Chrispin Inambao
20 October 2008
Windhoek — The unprecedented financial hurricane that crippled many global financial markets precipitating colossal bailouts has seen the stocks of NSX-listed companies still intact.
Financial analyst at Simonis Storm Securities Romé Mostert however said the global financial tsunami has badly affected companies that are dual-listed on the Namibia Stock Exchange (NSX) and the Johannesburg Stock Exchange (JSE) such as Anglo-American, BarloWorld specializing in earth-moving equipment, logistics and other corporate lines.
On the other hand the stocks of Shoprite dual-listed on the NSX and JSE are doing fairly well and are unaffected by the shake-up.
Mostert said mono-listed companies that feature on the local index not affected by the ruinous financial upheaval include Trustco that provides life-giving cash to Informanté, NamBrew, FNB Namibia, Namibia Oryx, among others.
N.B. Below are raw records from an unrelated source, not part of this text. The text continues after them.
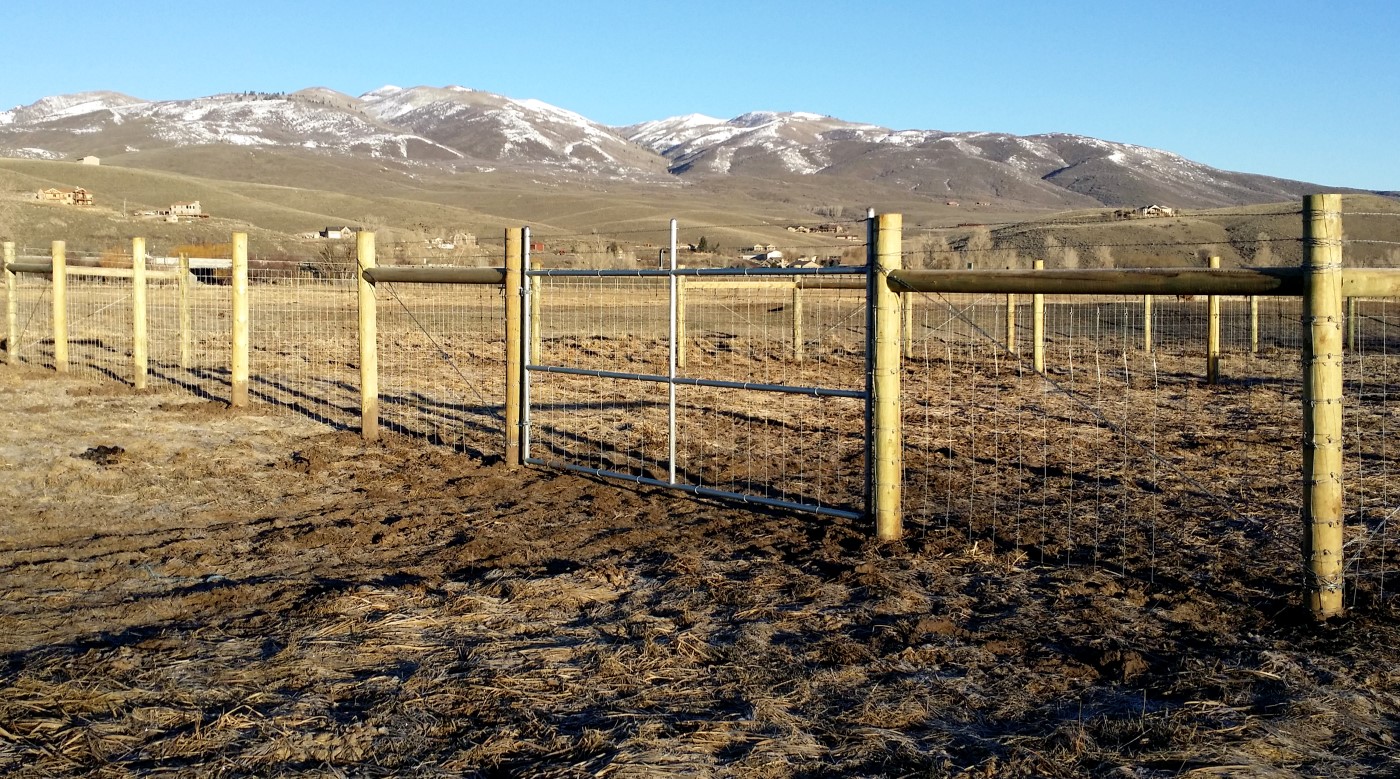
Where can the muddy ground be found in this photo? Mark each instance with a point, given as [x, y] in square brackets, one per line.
[192, 590]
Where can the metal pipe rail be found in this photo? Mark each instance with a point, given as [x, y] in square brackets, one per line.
[1147, 280]
[436, 275]
[697, 489]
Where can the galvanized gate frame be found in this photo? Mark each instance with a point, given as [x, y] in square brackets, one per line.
[674, 378]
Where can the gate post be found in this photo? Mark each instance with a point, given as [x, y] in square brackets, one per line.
[514, 342]
[11, 307]
[1213, 331]
[60, 306]
[1038, 327]
[238, 362]
[1322, 537]
[366, 259]
[885, 369]
[140, 338]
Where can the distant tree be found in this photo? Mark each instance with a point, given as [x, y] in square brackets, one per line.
[977, 248]
[1263, 250]
[933, 254]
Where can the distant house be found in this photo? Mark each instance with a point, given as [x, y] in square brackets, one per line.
[76, 196]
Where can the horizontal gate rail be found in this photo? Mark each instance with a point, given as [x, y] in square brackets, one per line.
[436, 275]
[689, 381]
[1137, 280]
[702, 491]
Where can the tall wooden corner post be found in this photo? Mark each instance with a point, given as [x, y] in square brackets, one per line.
[886, 444]
[368, 338]
[1322, 538]
[238, 360]
[514, 342]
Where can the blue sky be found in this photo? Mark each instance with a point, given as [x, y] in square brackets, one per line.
[1290, 88]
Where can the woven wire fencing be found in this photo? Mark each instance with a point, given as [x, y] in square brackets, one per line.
[443, 364]
[34, 320]
[1115, 456]
[753, 335]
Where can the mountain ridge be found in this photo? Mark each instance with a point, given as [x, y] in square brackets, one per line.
[461, 129]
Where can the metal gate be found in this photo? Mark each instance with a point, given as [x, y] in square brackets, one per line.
[737, 383]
He explained the reason the stocks of these companies have remained intact without being eroded by the global crisis is because local NSX-listed companies can only float a certain percentage of shares in accordance with the law.
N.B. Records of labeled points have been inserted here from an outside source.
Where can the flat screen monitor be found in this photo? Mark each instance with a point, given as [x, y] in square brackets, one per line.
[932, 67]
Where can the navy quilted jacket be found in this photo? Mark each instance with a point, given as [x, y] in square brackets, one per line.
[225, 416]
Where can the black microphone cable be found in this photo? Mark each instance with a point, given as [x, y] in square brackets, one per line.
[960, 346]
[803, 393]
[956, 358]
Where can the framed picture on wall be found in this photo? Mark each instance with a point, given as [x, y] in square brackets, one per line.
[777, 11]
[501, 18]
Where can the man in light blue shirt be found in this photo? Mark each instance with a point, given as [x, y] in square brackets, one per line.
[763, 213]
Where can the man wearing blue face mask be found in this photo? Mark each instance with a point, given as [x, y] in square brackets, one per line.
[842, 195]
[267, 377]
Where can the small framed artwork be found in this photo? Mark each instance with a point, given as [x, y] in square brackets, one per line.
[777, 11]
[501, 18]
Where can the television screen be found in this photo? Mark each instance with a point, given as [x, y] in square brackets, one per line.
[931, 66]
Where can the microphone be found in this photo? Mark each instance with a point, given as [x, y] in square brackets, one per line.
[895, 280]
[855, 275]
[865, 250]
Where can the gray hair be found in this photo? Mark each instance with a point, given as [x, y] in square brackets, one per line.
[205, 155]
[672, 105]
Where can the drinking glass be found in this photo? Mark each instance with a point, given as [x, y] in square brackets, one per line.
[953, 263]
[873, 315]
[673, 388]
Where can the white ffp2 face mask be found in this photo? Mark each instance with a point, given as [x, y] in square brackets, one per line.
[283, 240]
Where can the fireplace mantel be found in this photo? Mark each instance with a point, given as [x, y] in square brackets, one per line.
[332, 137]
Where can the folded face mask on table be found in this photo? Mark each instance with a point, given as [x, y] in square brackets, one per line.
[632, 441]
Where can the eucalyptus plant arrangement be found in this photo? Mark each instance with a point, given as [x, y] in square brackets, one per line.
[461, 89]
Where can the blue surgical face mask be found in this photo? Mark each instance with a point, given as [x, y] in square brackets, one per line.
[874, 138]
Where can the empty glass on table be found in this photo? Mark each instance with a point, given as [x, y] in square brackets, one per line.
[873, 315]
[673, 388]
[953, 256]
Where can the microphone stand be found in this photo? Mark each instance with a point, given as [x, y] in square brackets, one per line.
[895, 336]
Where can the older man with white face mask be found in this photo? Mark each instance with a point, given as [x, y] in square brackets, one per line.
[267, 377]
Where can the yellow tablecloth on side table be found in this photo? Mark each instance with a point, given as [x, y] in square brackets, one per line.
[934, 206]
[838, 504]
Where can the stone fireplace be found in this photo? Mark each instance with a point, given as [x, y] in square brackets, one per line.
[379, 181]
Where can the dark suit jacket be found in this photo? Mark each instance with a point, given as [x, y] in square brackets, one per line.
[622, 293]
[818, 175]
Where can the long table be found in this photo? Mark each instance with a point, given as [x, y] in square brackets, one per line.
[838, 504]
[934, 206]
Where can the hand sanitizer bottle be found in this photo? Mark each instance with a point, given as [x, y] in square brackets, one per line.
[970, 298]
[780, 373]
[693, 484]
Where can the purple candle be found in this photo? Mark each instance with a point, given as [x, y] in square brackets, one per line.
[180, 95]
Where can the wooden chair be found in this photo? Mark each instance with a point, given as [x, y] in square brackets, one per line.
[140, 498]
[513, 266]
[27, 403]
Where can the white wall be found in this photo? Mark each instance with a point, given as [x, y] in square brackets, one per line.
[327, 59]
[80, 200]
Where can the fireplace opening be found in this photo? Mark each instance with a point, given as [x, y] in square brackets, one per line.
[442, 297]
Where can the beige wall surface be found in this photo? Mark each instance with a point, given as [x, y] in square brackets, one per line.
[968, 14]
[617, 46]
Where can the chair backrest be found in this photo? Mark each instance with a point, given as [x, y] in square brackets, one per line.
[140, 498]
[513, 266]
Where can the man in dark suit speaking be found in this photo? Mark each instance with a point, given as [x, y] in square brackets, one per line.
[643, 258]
Which is not the case with firms that are dual-listed and are on the overall index such as the multi-national corporate giant Anglo-American.
The reason why the companies listed both on the NSX and the JSE are so "badly" affected by the crisis is that global market conditions affect their stock, as is the case, explained the analyst.
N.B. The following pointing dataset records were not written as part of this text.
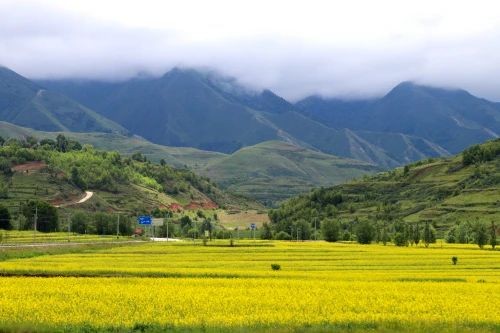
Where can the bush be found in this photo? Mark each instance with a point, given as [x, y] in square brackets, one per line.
[5, 221]
[283, 235]
[331, 230]
[365, 232]
[346, 236]
[400, 239]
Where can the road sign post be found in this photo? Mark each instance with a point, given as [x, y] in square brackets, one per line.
[253, 226]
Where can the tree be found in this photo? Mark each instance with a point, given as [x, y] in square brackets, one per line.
[5, 221]
[282, 235]
[406, 170]
[429, 234]
[186, 222]
[493, 235]
[47, 217]
[463, 233]
[77, 179]
[451, 235]
[416, 234]
[304, 229]
[385, 235]
[61, 143]
[80, 223]
[266, 232]
[400, 234]
[330, 230]
[365, 232]
[207, 226]
[31, 141]
[481, 234]
[48, 143]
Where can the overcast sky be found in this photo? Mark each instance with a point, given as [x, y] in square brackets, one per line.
[295, 48]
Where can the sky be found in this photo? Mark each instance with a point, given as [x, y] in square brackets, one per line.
[348, 49]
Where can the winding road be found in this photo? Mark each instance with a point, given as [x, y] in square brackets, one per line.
[88, 195]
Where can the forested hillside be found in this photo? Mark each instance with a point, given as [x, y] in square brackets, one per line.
[58, 171]
[25, 103]
[464, 189]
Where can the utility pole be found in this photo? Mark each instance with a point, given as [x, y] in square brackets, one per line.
[315, 231]
[118, 227]
[69, 228]
[167, 229]
[34, 222]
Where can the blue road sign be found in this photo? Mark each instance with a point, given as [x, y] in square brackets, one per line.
[144, 219]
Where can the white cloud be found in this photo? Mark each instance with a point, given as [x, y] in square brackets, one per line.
[334, 48]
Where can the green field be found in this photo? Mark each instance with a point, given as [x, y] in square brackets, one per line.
[321, 287]
[441, 191]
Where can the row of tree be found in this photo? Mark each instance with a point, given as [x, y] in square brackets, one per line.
[478, 233]
[397, 232]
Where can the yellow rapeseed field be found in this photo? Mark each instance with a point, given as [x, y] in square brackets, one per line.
[320, 287]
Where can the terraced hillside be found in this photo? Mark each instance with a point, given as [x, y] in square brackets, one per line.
[40, 171]
[443, 191]
[269, 172]
[275, 170]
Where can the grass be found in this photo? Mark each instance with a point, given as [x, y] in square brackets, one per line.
[272, 171]
[440, 191]
[186, 287]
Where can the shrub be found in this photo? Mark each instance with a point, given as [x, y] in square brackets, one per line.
[400, 239]
[331, 230]
[365, 232]
[282, 235]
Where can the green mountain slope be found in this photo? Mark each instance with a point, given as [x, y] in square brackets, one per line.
[268, 172]
[442, 191]
[186, 107]
[45, 171]
[275, 170]
[174, 156]
[450, 118]
[25, 103]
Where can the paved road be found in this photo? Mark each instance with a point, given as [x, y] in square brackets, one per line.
[9, 246]
[88, 195]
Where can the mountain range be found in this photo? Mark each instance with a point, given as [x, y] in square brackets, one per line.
[254, 142]
[270, 171]
[450, 118]
[25, 103]
[204, 110]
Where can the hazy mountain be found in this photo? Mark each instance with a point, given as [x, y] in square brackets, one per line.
[269, 171]
[189, 108]
[275, 170]
[25, 103]
[452, 119]
[181, 108]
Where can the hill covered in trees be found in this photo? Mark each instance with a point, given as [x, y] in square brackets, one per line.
[443, 193]
[55, 173]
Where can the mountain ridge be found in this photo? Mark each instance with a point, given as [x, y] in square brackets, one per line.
[25, 103]
[186, 107]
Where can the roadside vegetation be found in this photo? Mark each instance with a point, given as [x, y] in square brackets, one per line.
[319, 287]
[455, 198]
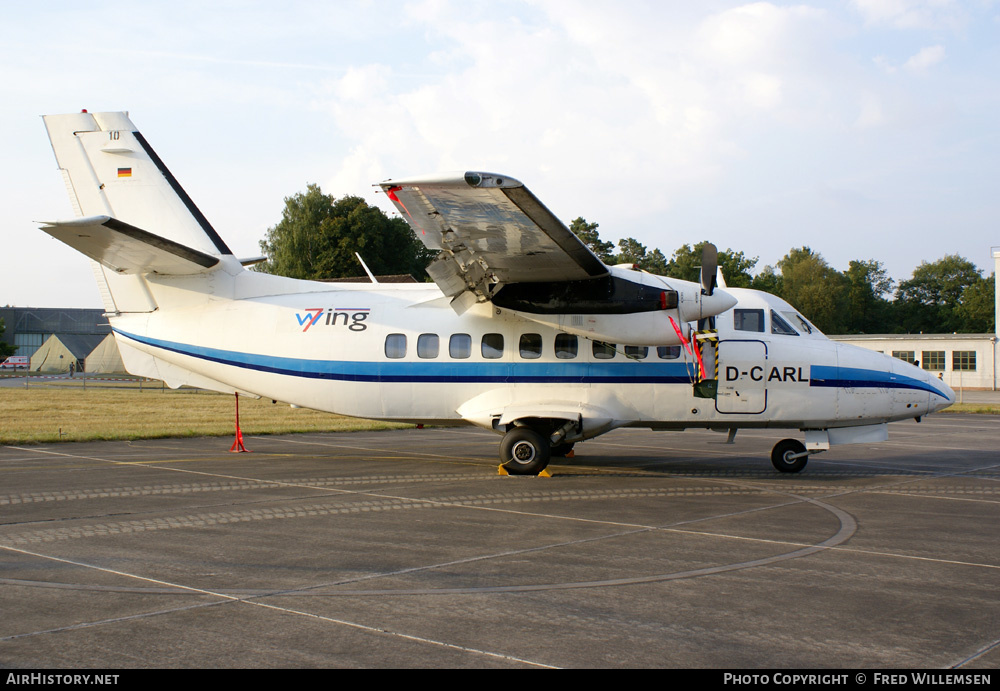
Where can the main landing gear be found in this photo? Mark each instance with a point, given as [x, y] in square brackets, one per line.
[527, 447]
[524, 451]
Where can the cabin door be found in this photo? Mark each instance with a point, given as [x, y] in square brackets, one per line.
[742, 377]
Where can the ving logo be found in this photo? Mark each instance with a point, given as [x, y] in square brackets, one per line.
[353, 317]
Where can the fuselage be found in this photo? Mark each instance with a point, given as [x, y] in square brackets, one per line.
[400, 352]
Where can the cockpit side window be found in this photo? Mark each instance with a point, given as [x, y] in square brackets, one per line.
[800, 322]
[780, 326]
[748, 320]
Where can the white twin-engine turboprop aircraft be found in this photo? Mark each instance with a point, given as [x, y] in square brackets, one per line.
[524, 332]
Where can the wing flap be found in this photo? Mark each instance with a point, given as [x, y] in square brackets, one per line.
[126, 249]
[492, 231]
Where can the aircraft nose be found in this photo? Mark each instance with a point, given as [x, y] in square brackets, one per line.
[946, 394]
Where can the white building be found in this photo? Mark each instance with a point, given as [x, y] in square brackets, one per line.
[963, 361]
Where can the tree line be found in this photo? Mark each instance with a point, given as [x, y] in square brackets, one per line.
[318, 235]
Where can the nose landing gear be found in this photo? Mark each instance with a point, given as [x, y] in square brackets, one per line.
[789, 456]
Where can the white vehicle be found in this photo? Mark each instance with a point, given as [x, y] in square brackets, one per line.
[524, 332]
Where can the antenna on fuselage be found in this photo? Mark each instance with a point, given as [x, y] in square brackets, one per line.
[365, 267]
One of the reasons cited for the crisis is that some people got more credit to service outstanding debts through credit cards.
There are other more complex explanations for the current financial dooms-day scenario that triggered multi-billion dollar bailouts.
Mounting fears of global recession hammered world stocks on Thursday, with Tokyo suffering its worst loss in two decades and Europe in freefall for a second day running after a brutal sell-off on Wall Street.
Renewed panic erupted in trading rooms, with Tokyo closing down more than 11 percent and European indices briefly shedding almost 6 percent in early deals.
Wall Street's major indices endured losses of between 7.9 percent and 9 percent after a dismal United States retail sales report stoked fears that the credit crunch would push some of the world's biggest economies into deep downturns.